Last Thursday, I went to a TEDx event at MSU Denver. The theme was, “Reimagining Possibilities.” It was about new ideas and going above and beyond what’s familiar.
There were a lot of good topics and a lot of things to digest and think deep on. A few of the speakers brought up “imposter syndrome,” and that really made me think. I’ve hardly spent time thinking about those words and never really thought of myself as having imposter syndrome, but somehow the speakers got me thinking. Yes, I am guilty of this imposter syndrome. I do feel out of place sometimes and I do wonder if being a writer/author/entrepreneur is the right path for me. Not because I don’t think I’m qualified, but because the recognition isn’t there, and not by others, but by my own thoughts.
In the Business Harvard Review (2008), in the article, Overcoming Imposter Syndrome, Gill Corkindale says:
Imposter syndrome can be defined as a collection of feelings of inadequacy that persist despite evident success. ‘Imposters’ suffer from chronic self-doubt and a sense of intellectual fraudulence that override any feelings of success or external proof of their competence. They seem unable to internalize their accomplishments, however successful they are in their field. High achieving, highly successful people often suffer, so imposter syndrome doesn’t equate with low self-esteem or a lack of self-confidence. In fact, some researchers have linked it with perfectionism, especially in women and among academics.

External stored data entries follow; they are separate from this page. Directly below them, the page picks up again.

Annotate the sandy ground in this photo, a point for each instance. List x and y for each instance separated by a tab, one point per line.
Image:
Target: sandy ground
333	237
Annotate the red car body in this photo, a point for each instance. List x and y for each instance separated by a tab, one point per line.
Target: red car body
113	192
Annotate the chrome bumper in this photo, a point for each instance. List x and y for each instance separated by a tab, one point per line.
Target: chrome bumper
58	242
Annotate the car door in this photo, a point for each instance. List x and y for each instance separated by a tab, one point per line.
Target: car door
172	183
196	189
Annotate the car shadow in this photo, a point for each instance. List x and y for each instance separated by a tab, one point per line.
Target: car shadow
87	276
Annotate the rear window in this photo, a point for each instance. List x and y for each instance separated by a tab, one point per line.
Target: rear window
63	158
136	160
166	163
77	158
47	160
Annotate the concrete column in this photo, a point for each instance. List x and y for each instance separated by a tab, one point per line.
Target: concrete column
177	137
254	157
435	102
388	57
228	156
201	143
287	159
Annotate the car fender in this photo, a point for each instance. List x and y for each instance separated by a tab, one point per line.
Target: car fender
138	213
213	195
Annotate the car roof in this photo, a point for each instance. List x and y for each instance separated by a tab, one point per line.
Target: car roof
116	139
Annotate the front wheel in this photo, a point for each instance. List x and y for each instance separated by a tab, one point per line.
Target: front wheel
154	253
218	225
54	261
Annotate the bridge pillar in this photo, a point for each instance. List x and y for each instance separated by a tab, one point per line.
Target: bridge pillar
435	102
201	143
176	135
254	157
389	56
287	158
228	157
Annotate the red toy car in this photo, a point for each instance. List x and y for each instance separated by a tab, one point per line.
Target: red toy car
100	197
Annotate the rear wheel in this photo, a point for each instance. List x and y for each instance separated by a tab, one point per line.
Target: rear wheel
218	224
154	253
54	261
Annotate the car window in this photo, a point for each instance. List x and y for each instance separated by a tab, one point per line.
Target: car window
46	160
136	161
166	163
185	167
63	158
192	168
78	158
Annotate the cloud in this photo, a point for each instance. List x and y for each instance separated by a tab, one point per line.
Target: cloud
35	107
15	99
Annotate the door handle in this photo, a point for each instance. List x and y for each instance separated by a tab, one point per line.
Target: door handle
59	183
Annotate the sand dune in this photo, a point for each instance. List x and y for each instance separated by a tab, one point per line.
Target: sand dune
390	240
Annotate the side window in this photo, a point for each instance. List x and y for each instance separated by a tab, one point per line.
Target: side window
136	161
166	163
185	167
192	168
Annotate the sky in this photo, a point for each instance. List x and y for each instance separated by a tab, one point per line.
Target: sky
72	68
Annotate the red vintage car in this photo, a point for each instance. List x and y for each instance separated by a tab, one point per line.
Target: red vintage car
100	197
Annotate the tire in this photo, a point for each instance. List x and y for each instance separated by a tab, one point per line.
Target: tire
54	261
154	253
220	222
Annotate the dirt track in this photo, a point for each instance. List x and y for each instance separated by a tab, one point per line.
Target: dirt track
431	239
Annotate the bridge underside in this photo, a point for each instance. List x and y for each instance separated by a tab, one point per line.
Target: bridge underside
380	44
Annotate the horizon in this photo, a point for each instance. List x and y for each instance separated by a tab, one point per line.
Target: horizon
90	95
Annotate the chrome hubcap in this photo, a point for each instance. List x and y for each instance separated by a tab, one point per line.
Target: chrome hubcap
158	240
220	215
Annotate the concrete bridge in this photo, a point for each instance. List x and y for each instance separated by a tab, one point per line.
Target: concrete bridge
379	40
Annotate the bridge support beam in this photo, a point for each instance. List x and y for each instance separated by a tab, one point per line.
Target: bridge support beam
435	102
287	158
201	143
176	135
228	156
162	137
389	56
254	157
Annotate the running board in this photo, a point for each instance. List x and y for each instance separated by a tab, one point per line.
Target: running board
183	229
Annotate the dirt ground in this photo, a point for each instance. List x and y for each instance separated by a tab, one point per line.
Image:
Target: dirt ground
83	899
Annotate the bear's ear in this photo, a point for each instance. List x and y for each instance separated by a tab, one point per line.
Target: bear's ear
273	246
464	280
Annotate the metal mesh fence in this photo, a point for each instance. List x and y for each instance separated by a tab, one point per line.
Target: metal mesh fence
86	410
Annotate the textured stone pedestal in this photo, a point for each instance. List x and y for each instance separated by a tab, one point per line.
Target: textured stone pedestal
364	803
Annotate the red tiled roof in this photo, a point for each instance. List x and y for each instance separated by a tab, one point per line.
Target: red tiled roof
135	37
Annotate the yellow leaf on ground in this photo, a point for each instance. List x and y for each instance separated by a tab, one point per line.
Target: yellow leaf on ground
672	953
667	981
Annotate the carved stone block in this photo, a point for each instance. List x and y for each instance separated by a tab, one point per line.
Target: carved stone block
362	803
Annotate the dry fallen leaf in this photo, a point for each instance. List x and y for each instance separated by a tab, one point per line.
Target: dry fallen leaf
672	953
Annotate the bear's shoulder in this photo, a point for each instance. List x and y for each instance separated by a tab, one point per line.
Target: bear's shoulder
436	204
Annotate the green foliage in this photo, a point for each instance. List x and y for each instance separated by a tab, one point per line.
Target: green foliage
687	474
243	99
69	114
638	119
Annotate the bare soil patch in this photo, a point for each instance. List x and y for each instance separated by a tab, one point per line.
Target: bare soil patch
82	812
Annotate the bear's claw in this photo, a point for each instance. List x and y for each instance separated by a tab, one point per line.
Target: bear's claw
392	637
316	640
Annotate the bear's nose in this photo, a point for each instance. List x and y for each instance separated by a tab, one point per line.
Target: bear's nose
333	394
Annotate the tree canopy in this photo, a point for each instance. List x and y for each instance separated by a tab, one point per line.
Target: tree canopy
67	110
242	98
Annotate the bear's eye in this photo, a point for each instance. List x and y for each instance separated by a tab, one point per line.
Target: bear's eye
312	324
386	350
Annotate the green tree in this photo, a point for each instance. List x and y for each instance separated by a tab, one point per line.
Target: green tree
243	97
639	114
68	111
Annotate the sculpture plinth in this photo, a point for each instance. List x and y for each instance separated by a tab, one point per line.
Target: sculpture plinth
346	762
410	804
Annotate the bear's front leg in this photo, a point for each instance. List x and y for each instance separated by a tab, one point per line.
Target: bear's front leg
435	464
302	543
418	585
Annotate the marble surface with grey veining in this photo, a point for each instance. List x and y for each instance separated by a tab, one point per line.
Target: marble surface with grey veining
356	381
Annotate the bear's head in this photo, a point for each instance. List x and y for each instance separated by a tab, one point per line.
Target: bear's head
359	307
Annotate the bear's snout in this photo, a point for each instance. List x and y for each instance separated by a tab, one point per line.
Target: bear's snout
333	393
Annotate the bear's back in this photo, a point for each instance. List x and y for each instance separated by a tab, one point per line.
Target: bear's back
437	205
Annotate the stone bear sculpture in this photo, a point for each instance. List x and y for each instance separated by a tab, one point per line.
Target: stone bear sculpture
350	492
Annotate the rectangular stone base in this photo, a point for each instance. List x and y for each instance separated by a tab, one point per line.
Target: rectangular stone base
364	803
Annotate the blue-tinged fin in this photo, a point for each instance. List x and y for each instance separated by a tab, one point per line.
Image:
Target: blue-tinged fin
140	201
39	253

I have to admit, I’ve had imposter syndrome before with other endeavors I attempted. This path is no different. However, I’m older and I’d like to think I’m a little wiser and just maybe the choices I’m making now are choices I’m going to stick with. I have more time on my hands and that means more time to really think things through.
Back to the event. It was split into three one-hour sessions. After the first session, they served us lunch. It was nicely set up under a large tent on the lawn north of the building where the talk took place.
They served three or four different types of sandwiches and drinks (water, tea, lemonade). I had the Dutch Gobbler which was basically a turkey sandwich. I met a family whose grandmother said her daughter was a speaker and would be the first speaker after lunch. She was backstage rehearsing so she wasn’t able to have lunch with everyone.
After the second session, I left. I wanted to stay for the full event but I had other business to tend to. This was my first TEDx event and I’m happy to say, the experience was worth it.
2 thoughts on “TEDx and What I learned”
Cool! That looks like fun. Imposter syndrome seems to be the hit buzzword lately. I’ve been seeing a lot of blogs about it. I can only think of one time in my life where I really felt I had the syndrome: when I was in the band/doing music.
It just never occurred to me to really think deep about it in the past, but maybe I ignored it because I misunderstood the definition. It was at the TEDx that made it clear. I now realize that I had the syndrome when I first got married and when I first became a mother. I questioned motherhood (such as, am I good enough? Is being okay good enough? Should I do more for my kids? Why is that mother so good at it and I’m clueless? etc.). I do that with all my endeavors, even now with my writing. Maybe some of us just question ourselves more than others?